Un chapitre est consacré à « Gossec et l'Opéra-comique », aux rôles des encyclopédistes et des Salons, à ses nouvelles compositions, à ses succès et échecs. Protégé par Charles de Rohan, ses œuvres feront l'objet d'admiration. Entre 1773 et 1776, Christoph Willibald Gluck règne à Paris ; le Concert spirituel est en phase de rénovation ; Gossec réfléchit alors aux destinées de l'Opéra dont il sera pensionnaire. La vie musicale parisienne se poursuit entre Gluck et Niccolo Vito Piccini. Son motet O salutaris (RH. 512) est très bien accueilli. L'École Royale de Chant, entre 1784 et 1789 — ayant pour mission de « former des sujets tant pour la Chapelle du Roi que pour l'Académie royale de musique et le Théâtre-Italien dans le goût des conservatoires d'Italie » — disparaîtra en 1793 au profit du futur Conservatoire National de Musique. Un climat d'émeute règne à Paris. À la fin de l'Ancien Régime, dès 1789, Gossec se fait le « chantre de la Révolution ». Les activités de l'Opéra reprennent ; ses œuvres figurent aux programmes des concerts et il compose une œuvre de circonstance : le Te Deum, opposant la conception liturgique de l'Église aux exigences d'une œuvre exécutée en concert. Les lecteurs découvriront au fil des pages les cérémonies de circonstance : fêtes-spectacles avec liturgie profane. Il participe toutefois de moins en moins spontanément à ces « réjouissances » et fêtes patriotiques. Outre sa Symphonie militaire (1789), d'autres œuvres sont signalées dans le Catalogue établi par l'auteur en collaboration avec Charles Hénin. Vers la fin de sa vie, Gossec se retirera de la scène publique pour vivre au calme, loin des soucis de la guerre.
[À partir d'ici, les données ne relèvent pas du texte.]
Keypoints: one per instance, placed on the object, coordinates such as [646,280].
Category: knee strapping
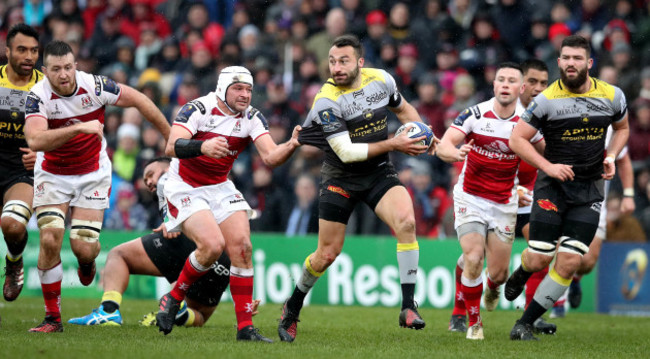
[545,248]
[18,210]
[571,245]
[87,231]
[50,217]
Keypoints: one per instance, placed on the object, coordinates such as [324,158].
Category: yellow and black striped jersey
[360,113]
[575,125]
[12,117]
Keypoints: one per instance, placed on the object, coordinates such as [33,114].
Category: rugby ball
[415,130]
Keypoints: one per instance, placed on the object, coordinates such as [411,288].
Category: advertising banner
[623,283]
[365,273]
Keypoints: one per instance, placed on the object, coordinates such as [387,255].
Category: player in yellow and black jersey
[573,114]
[348,121]
[17,174]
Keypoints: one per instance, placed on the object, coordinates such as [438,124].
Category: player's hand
[525,198]
[627,205]
[609,169]
[560,172]
[294,136]
[29,158]
[434,145]
[464,150]
[215,147]
[408,145]
[254,304]
[93,127]
[167,235]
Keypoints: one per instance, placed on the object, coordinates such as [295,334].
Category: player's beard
[18,69]
[576,82]
[351,77]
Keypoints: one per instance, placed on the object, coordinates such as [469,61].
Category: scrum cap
[231,75]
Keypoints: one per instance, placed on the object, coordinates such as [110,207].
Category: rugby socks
[15,249]
[408,255]
[459,300]
[192,271]
[305,284]
[111,301]
[550,290]
[532,284]
[51,285]
[472,291]
[241,289]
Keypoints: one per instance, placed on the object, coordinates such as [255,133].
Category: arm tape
[185,148]
[348,151]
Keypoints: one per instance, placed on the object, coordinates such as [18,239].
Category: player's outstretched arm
[131,97]
[449,150]
[274,155]
[40,138]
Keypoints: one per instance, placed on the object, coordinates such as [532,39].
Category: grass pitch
[325,332]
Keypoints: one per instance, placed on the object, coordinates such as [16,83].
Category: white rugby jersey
[82,153]
[491,166]
[204,120]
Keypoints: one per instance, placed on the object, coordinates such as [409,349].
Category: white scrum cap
[230,75]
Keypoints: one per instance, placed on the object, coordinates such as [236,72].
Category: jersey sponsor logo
[339,190]
[86,102]
[31,105]
[98,85]
[596,206]
[460,120]
[110,86]
[186,112]
[546,205]
[328,120]
[376,97]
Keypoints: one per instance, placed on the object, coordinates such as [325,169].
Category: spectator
[622,227]
[128,214]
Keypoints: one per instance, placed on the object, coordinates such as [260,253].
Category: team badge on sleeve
[328,120]
[110,86]
[460,120]
[31,104]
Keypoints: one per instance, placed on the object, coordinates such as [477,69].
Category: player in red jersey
[485,199]
[207,136]
[64,124]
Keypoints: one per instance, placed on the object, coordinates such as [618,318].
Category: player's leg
[202,228]
[458,321]
[85,227]
[16,212]
[395,208]
[126,259]
[335,206]
[236,230]
[51,223]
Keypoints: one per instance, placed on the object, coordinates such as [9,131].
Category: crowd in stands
[442,53]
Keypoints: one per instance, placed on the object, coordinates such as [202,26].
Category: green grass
[325,332]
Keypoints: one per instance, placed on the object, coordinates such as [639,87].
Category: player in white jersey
[207,136]
[64,123]
[485,199]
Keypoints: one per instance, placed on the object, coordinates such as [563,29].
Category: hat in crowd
[621,47]
[559,28]
[128,130]
[376,17]
[125,41]
[408,50]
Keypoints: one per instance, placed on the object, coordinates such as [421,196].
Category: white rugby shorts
[90,190]
[499,217]
[183,200]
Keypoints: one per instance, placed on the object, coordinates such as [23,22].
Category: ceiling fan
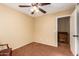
[36,7]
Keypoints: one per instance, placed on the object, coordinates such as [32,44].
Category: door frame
[57,25]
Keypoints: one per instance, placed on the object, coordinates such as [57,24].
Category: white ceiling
[52,8]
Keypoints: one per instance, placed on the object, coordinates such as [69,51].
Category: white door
[78,31]
[73,32]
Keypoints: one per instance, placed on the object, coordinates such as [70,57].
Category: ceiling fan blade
[24,6]
[42,4]
[43,11]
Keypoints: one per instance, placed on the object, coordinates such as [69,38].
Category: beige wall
[46,28]
[16,29]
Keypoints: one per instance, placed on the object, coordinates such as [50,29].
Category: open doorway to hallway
[64,32]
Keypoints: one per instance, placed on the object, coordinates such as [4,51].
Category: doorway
[64,31]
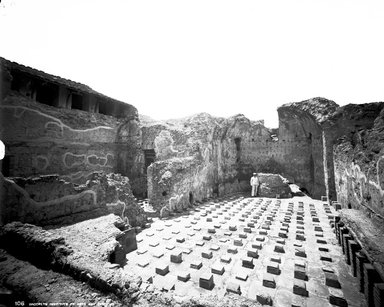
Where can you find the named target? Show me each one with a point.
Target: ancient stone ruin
(101, 205)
Les aléas de l'histoire sont évoqués par de nombreux détails et citations d'époque concernant, entre autres, la Garde nationale ayant pour mission d'être un établissement « où l'art du chant et des instruments à cordes puisse également se perfectionner. » Pendant l'annus horribilis (1793), ces musiciens interpréteront de nombreux chants patriotiques.
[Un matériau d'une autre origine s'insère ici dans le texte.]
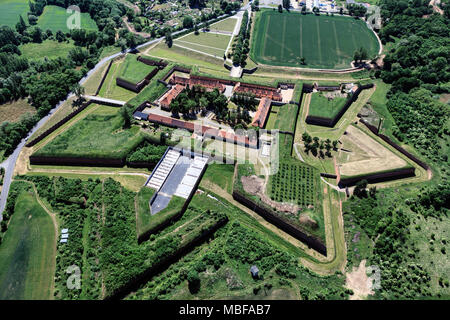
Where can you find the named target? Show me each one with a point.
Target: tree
(78, 91)
(188, 22)
(360, 189)
(169, 40)
(21, 25)
(193, 281)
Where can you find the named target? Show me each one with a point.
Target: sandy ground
(366, 155)
(359, 282)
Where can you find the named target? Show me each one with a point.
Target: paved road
(10, 162)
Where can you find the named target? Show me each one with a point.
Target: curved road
(10, 162)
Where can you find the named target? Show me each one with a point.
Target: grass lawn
(145, 220)
(282, 118)
(220, 174)
(10, 11)
(12, 111)
(49, 48)
(209, 43)
(224, 25)
(320, 106)
(133, 70)
(98, 135)
(27, 252)
(110, 89)
(324, 41)
(56, 18)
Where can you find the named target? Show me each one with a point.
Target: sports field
(27, 252)
(55, 18)
(10, 11)
(325, 42)
(210, 43)
(320, 106)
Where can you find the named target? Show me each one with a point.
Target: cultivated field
(210, 43)
(110, 89)
(12, 111)
(133, 70)
(55, 18)
(100, 134)
(10, 11)
(49, 48)
(365, 155)
(226, 25)
(320, 106)
(27, 252)
(324, 41)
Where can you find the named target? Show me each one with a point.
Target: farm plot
(321, 106)
(132, 70)
(49, 48)
(283, 118)
(27, 252)
(293, 183)
(99, 135)
(324, 42)
(10, 11)
(213, 44)
(55, 18)
(226, 25)
(365, 155)
(109, 87)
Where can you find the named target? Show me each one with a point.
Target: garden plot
(212, 44)
(360, 154)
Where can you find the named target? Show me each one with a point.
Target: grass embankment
(27, 252)
(99, 135)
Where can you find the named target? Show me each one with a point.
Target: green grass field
(109, 87)
(49, 48)
(210, 43)
(10, 11)
(133, 70)
(98, 135)
(27, 252)
(324, 42)
(224, 25)
(55, 18)
(320, 106)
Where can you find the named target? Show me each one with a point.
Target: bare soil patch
(255, 186)
(359, 282)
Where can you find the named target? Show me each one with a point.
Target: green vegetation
(55, 18)
(27, 249)
(132, 70)
(10, 11)
(321, 106)
(147, 222)
(219, 174)
(98, 135)
(283, 39)
(49, 48)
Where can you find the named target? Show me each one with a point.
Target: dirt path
(55, 225)
(359, 282)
Suivent des récits très vivants décrivant en force le climat et la vie quotidienne entre 1794 et 1799, sans oublier le 14 juillet. Peu à peu, après la gloire, Gossec, vieux professeur du Conservatoire, tombera dans l'ombre, ses familiers s'en éloigneront, ses amis disparaîtront. En guise d'Épilogue,  l'auteur tente de répondre à la question : « Qu'a-t-on trouvé à la mort de Gossec ? » Il se réfère notamment à Georges Cucuel (p. 225). Toutefois, il est certain qu'entre 1795 et 1830, le Conservatoire a formé un corpus d'enseignement de premier plan. Après la Révolution et l'Empire, les élèves de Gossec assurent la transition. À noter les compléments indispensables regroupés sous le titre : « Éphéméride posthume » (1829-2002) et les multiples notes circonstanciées : introduction, puis notes relatives à chaque chapitre (p. 235-274) extrêmement détaillées, suivies de l'imposant Catalogue des œuvres de Gossec établi par Claude Role et Charles Hénin (p. 275-291), de la description précise des œuvres (circonstance, accueil…), de la Bibliographie générale (p. 345-363), de la Discographie (p. 364-368) et du copieux Index des Noms. Ce travail monumental a le grand mérite de ressusciter et de réhabiliter François-Joseph Gossec, compositeur ayant vécu dans une période particulièrement mouvementée de l'histoire de France et injustement oublié : une véritable Défense et illustration.